Some kind of blood transfusion tubes hooked up all over me.

This has multiple points of relevance to me, but I need to mull them over.

Tighter than Bowser's Trousers

Trent has a song posted. It's good man.



i like the message a lot.


"can i elaborate Andy?"

- "man, go ahead, serve some English muffin."

"well let me get the butter knife"

- "go ahead Dizzy Dustin." Ugly Duckling


Wednesday, February 08, 2006

Monday, February 06, 2006

The Birth and Death of Desire


Where does Desire find its home, and where does the Death of Desire begin?

kentucky was good last weekend. very good. i could write a lot of stuff but ive thought ill keep it simple.

i think god has been trying to tell me something for about a week now. i dont really know why someone would still try to tell you things even though the receiving end doesnt want to hear a damn thing you have to say.

it had something to do with the birth and death of desire.

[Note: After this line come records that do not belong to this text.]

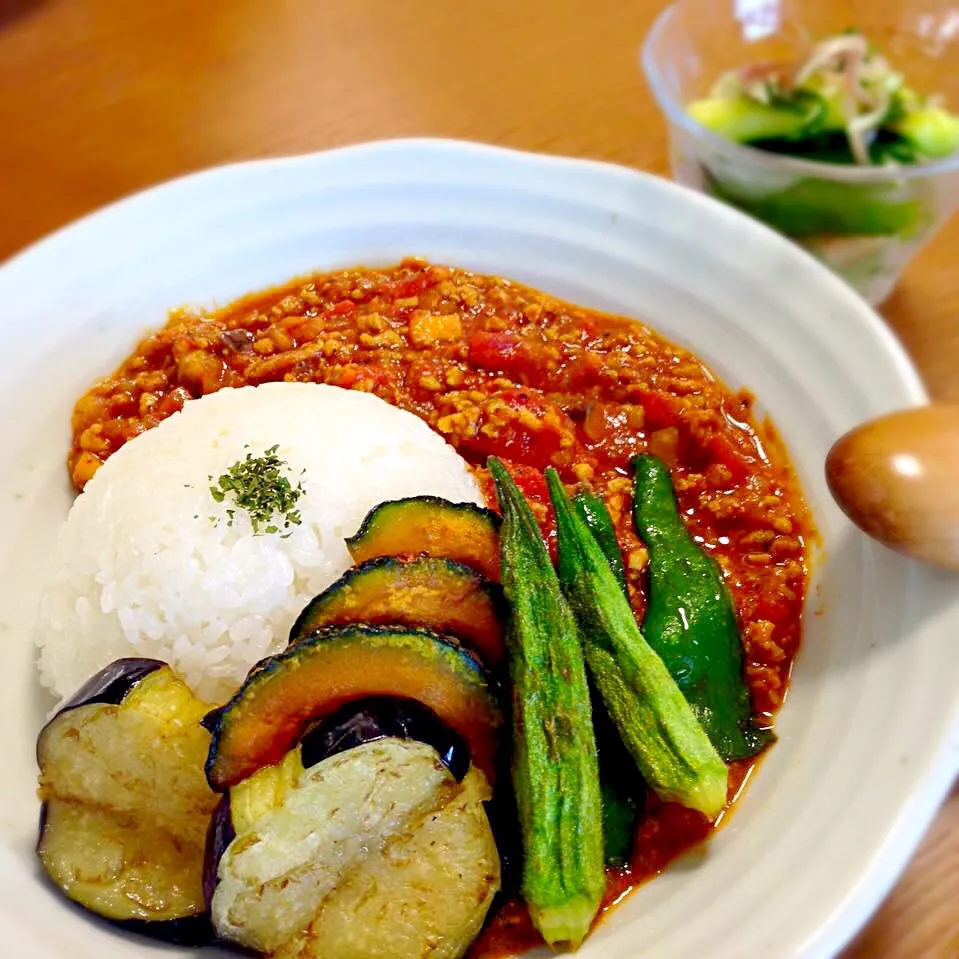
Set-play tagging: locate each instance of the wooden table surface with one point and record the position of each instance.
(99, 98)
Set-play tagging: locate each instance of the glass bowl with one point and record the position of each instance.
(865, 223)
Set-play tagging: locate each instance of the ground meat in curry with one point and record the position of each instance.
(498, 368)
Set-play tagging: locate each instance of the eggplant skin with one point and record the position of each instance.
(374, 853)
(384, 717)
(111, 684)
(125, 803)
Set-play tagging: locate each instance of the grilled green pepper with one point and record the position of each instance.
(592, 510)
(656, 723)
(555, 768)
(690, 620)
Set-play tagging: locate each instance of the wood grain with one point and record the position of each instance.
(99, 98)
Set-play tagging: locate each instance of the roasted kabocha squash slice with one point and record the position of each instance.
(432, 526)
(437, 594)
(126, 807)
(286, 694)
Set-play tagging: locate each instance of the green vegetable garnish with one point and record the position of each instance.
(593, 512)
(656, 723)
(690, 619)
(258, 486)
(555, 769)
(845, 87)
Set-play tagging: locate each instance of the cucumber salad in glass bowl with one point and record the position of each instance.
(844, 141)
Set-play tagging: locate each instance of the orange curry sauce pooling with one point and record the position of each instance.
(498, 368)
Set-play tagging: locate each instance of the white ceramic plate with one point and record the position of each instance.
(869, 738)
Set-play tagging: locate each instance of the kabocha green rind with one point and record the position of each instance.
(656, 723)
(690, 619)
(285, 694)
(555, 767)
(429, 524)
(438, 594)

there is a parable about someone who found something very valuable, and sold everything so he could keep it.

"Again, the kingdom of heaven is like a merchant in search of fine pearls; on finding one pearl of great value, he went and sold all that he had and bought it." Matthew 13:45

i dont know, but this parable has been on my heart for a couple of weeks now, and it saddens me to the bones. the only thing i can think of it is that i havent treated the kingdom of god this way, and that makes me think. it brings me to a point of recognition i suppose. recognition of a topic that i shant discuss here for various reasons.

all that said, god was talking to me a lot this weekend i think, and ive got to think about these things and decide what to do.